The reality is, is that you can understand one person, maybe. Can you understand everybody simultaneously? No. But what you can do is you can measure their actions. And, you know, behavioral economics applied to market theory on a kind of, you know, a NASDAQ scale, is essentially the Google method at work.
Obviously the traditional scientific method is ideal. Newton’s laws, you know, quantum mechanics, Darwin’s theories are fantastic and they got us where we are today, and they cut through a lot of confusing data and gave an explanation that did have predictable power. But they all reached their limits.
BROOKE GLADSTONE:
But if we had petabytes of data back then, are you saying we really wouldn't have needed those theories?
CHRIS ANDERSON:
Those petabytes of data might have helped us get those theories more quickly. I mean, obviously it’s hard to imagine what petabytes of data in Darwin’s age would have meant.
BROOKE GLADSTONE:
[LAUGHS]
CHRIS ANDERSON:
But the point is that he did use data to help develop his theories. I mean, remember, Darwin was not considered a scientist for the first part of his career. He was a naturalist. He was collecting specimens and categorizing them.

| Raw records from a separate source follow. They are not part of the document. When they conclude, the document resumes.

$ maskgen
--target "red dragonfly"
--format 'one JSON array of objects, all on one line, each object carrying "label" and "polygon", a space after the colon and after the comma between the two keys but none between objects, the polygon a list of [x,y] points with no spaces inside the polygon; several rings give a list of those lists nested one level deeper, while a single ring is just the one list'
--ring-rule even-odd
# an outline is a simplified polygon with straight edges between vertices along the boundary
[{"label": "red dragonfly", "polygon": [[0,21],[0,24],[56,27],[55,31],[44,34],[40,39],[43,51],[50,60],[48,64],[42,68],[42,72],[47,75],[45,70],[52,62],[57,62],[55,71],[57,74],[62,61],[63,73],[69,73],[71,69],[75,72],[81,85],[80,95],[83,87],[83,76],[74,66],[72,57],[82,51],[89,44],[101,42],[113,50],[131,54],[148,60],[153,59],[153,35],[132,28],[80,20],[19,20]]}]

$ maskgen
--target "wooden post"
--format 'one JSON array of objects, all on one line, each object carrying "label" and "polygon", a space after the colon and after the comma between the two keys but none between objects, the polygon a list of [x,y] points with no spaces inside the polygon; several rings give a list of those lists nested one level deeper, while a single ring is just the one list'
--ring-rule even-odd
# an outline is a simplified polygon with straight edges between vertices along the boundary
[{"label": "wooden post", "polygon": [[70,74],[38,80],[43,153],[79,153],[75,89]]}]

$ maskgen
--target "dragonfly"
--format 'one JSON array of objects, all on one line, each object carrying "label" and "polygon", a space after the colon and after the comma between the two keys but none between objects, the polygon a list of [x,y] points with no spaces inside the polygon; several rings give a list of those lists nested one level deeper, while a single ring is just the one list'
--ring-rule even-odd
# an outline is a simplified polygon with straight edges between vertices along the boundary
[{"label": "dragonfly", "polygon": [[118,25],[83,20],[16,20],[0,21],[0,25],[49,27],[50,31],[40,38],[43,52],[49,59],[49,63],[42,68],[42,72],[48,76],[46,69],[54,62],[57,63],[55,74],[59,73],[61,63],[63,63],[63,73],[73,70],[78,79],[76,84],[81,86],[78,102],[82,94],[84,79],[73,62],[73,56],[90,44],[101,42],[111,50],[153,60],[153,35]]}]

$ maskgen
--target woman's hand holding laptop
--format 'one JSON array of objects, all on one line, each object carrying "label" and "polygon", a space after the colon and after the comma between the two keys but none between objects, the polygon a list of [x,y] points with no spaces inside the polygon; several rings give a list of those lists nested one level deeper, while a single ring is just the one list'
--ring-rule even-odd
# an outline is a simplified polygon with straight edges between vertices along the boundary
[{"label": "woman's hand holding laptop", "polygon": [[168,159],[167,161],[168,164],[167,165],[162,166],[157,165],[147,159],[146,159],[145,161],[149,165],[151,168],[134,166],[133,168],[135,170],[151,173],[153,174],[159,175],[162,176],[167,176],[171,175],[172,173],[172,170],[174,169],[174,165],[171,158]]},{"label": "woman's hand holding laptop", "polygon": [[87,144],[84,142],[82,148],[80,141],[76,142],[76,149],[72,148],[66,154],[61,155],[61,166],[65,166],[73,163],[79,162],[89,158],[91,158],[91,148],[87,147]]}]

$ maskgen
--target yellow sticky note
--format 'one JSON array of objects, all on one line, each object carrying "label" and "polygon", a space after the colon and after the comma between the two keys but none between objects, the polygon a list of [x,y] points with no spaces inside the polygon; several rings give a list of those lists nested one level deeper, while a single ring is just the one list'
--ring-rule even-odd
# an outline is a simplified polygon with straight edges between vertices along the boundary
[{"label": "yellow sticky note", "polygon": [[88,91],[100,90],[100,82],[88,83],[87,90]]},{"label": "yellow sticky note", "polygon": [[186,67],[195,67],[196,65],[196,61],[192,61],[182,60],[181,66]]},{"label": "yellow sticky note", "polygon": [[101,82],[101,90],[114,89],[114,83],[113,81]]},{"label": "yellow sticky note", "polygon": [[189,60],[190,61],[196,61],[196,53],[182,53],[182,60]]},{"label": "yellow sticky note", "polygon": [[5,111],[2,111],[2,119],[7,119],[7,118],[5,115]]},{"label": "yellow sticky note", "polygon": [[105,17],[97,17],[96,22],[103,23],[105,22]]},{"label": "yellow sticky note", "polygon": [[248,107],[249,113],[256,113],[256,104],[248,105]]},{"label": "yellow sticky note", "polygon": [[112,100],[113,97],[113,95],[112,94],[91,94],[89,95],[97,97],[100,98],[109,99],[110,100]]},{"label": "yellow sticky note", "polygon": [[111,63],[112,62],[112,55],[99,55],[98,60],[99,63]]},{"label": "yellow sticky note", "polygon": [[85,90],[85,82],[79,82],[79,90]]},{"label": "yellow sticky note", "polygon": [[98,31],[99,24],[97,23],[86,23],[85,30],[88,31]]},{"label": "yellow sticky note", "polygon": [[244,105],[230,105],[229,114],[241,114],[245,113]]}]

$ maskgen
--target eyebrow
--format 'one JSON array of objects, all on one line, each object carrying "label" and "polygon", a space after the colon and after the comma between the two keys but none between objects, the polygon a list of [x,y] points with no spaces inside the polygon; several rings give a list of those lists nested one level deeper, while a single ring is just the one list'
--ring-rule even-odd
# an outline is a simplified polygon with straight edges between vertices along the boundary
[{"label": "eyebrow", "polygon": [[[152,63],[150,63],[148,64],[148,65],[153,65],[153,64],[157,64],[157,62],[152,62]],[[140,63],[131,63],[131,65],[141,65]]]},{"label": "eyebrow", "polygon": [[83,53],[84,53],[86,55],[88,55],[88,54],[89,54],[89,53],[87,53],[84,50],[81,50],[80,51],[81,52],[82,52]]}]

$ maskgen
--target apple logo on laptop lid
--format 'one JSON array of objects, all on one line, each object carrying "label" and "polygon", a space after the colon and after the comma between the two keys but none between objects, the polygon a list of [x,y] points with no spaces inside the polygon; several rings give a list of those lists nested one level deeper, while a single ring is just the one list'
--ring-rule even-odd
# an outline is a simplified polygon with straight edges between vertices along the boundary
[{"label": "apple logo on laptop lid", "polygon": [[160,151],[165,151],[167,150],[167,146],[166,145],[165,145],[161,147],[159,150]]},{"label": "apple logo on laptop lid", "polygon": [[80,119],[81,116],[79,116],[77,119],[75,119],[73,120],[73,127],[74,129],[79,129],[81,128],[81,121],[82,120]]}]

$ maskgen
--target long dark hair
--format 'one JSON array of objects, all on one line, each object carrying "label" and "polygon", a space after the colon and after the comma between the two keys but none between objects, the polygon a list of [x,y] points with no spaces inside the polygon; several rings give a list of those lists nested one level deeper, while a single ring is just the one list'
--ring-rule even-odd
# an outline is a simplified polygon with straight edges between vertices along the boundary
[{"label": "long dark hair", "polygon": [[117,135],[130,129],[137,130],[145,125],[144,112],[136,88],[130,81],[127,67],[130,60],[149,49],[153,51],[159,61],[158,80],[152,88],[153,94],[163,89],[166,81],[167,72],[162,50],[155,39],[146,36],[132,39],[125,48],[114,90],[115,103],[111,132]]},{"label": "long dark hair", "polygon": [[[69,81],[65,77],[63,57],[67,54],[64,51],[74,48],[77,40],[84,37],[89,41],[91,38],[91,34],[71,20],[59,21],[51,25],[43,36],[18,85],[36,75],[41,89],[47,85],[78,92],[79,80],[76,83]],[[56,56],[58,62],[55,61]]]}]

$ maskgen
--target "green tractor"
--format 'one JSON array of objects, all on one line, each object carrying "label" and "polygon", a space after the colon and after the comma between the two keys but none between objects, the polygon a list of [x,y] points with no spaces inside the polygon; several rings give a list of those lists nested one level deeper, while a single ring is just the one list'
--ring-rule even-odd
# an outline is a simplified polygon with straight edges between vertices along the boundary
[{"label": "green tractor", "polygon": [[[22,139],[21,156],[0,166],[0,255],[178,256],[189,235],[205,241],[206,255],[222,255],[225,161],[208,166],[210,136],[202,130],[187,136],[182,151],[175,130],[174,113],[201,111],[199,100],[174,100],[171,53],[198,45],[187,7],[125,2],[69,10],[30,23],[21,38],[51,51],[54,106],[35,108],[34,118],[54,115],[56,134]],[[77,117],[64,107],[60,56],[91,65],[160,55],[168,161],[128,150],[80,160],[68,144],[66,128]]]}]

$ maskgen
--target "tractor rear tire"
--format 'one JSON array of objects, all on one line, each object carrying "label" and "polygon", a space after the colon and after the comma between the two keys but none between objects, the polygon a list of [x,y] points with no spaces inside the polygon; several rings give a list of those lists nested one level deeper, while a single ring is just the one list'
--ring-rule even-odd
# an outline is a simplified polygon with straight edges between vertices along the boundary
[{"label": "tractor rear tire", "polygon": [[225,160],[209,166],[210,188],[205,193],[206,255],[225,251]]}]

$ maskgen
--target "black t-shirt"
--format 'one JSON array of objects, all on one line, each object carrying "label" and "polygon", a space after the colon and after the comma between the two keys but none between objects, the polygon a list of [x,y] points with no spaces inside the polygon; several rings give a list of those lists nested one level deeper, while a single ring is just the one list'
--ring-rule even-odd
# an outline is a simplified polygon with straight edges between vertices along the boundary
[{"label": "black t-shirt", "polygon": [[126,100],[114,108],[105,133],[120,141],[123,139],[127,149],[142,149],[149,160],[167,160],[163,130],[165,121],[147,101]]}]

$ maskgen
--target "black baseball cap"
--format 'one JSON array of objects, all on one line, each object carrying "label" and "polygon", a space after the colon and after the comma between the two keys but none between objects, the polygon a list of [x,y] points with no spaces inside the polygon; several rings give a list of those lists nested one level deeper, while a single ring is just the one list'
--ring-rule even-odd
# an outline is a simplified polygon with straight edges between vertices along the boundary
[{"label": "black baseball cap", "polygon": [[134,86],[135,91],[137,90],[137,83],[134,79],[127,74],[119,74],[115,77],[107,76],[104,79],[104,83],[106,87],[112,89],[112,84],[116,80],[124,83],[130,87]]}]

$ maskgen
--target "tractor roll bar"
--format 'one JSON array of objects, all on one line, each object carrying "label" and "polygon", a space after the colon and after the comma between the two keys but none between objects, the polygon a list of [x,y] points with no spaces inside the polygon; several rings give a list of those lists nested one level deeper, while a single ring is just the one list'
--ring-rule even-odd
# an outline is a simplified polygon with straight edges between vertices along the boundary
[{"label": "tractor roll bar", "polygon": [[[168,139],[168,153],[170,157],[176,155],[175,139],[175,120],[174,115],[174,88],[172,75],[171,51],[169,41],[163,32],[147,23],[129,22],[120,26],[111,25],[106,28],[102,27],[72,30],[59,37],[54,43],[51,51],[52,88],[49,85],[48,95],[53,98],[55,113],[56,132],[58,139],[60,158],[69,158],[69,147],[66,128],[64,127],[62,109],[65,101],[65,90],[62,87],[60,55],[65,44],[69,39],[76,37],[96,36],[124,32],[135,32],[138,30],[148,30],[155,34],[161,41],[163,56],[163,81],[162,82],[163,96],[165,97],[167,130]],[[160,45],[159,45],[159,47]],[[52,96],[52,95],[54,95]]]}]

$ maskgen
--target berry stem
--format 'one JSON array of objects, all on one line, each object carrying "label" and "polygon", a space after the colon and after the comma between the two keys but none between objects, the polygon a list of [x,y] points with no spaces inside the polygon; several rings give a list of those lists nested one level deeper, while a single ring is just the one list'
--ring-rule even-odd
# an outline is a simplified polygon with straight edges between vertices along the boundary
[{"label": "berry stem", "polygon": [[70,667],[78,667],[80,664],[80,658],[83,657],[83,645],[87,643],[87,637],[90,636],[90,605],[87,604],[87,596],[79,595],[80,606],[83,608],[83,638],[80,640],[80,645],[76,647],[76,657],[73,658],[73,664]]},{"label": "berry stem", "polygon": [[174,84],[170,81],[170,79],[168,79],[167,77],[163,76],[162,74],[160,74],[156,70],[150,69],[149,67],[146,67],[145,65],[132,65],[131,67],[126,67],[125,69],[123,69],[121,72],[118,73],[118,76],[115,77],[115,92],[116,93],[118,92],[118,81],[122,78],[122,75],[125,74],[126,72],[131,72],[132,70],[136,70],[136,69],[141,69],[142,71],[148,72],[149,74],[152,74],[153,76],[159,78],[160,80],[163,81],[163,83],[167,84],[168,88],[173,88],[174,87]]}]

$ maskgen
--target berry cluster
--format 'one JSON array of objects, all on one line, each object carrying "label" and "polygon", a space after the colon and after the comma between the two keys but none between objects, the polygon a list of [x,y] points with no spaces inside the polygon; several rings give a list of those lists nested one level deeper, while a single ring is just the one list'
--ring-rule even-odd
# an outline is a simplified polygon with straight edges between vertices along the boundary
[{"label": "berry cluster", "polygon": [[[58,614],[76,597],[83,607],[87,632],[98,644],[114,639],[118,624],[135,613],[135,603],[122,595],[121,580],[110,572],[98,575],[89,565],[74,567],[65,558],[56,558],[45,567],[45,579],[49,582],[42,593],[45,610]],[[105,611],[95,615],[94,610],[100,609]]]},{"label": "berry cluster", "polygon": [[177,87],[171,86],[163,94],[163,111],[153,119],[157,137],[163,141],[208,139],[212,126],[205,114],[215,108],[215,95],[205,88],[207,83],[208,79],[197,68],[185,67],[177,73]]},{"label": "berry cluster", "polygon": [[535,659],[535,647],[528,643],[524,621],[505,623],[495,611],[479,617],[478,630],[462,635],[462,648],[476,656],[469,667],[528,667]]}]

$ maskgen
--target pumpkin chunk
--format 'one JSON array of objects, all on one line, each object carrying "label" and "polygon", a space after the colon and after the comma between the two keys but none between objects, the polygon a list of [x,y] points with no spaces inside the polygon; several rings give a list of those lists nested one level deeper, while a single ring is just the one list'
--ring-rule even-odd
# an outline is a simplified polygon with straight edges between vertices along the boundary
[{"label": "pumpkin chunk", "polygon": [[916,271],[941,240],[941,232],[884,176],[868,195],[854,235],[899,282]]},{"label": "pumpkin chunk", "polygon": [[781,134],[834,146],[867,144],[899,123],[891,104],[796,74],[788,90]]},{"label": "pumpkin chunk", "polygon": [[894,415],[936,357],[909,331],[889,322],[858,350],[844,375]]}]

And so, in a sense, what we're doing is we're returning to the earlier stage of science where scientists were data collectors. And the world is too complex in general for an ultimately granular understanding of how it works, and that’s why we increasingly fall back on statistical methods that use our ability to gather data on an unprecedented scale and then just treat it as a math exercise.
We don't start with, you know, the requirement that we understand what’s going on in every element. We start with the fact that we have data. And then we statistically analyze that data, and out of that data comes correlations. And at that point, it’s enough, correlation is enough. Causation some day will come. Theory some day will follow.
BROOKE GLADSTONE:
[LAUGHS]
CHRIS ANDERSON:
But the notion of data led science as opposed to theory led science is the new model that’s increasingly being explored.
BROOKE GLADSTONE:
We don't have a widely accepted unified field theory yet. We don't even know what the universe is made of. We don't know what makes us and dolphins and elephants and a couple of great apes self aware. Does this Google model know?
CHRIS ANDERSON:
The Google model does not know and the Google model maybe can't know. But what the Google model might be able to do is to allow us to act in the absence of knowledge. And I think we now have a question — what are we going to do with that?
When you have access to infinite amounts of data and infinite amounts of processing power, how are you going to use it? How are you going to change the way you ask questions and the way you look for answers? How are you going to think like Google with this unprecedented opportunity to ask questions in a new way?
BROOKE GLADSTONE:
Chris, thank you so much.
CHRIS ANDERSON:
Thank you.
BROOKE GLADSTONE:
Chris Anderson is the editor of Wired Magazine.